A user utilizing a computing device often accesses internet websites for a variety of reasons. The internet websites provide services and benefits to the general public. However, the internet websites have come under attack. The problem is that the power in computing devices enables them to send hundreds or thousands of requests to major email service providers and attempts to access private websites, without human intervention.
The computing device's ability to demonstrate intelligence has been described by a Turing Test, based on a human differentiating between a computing device and a human. A modification of the Turing Test reversing the roles is the Reverse Turing Test (RTT), based on a computer differentiating between a computing device and a human. Based on the RTT scenario, Completely Automated Public Turing Tests to Tell Computers and Humans Apart (CAPTCHA), also known as Human Interactive Proof (HIP), was developed to ask a user to complete a simple challenge-response test generated and graded by the computing device to determine if the user is a human or a computing device. The test, CAPTCHA, should be relatively easy for humans to pass but difficult for automatic computer programs (i.e., bots) to pass.
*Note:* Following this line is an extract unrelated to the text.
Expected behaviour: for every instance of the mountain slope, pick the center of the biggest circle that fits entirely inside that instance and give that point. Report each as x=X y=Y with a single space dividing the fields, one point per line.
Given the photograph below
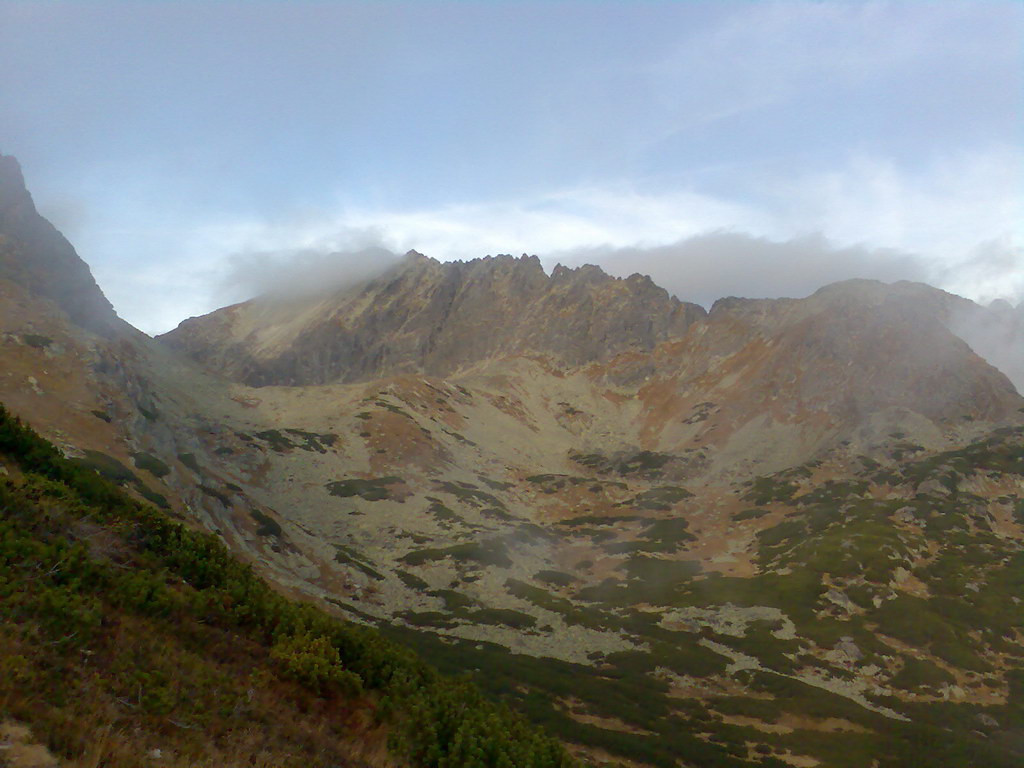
x=658 y=531
x=37 y=257
x=425 y=316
CAPTCHAs have been proposed or deployed in applications. Traditionally, CAPTCHAs are based on text in which characters, typically English letters and numbers, are properly arranged and sophisticatedly distorted to prevent bots from segmenting the image of the text into individual characters and recognizing them. Conventional text-based CAPTCHAs are easy to generate and to grade, intuitive to humans, independent of different cultures and education backgrounds, and scalable to fit a large range of applications. Early approaches focus on disabling bots from recognizing characters in a CAPTCHA. However, research results show that computers are very good, better than humans, at recognizing single characters, even if these characters are highly distorted. Modern text-based CAPTCHAs rely on the difficulty of character segmentation rather than individual character recognition. With advances of computing technologies and segmentation algorithms, the gap between humans and bots has been increasingly narrowed. Conventional text-based CAPTCHA would eventually be unsuitable as a reverse Turing test: it would be too easy to prevent bots from passing the test or too hard for humans to recognize the characters. Alternative solutions to text-based CAPTCHAs are needed.
There have been efforts to develop non-text-based CAPTCHAs. A problem in designing non-text based CAPTCHAs is the difficulty in building a database with a sufficiently large set of classified, high-entropy entries. Building a large database that meets deployment requirements is expensive and very labor intensive. Another problem is that the database may not add new entries quickly and may not add a substantial amount of entries. After generating CAPTCHAs for a period of time, the entries in the database may be exhausted. Thus, not having new CAPTCHAs may cause repeatedly use of the previously used entries in the database, resulting in reduced security.
Thus, there is a need to address the afore-mentioned problems for CAPTCHAs.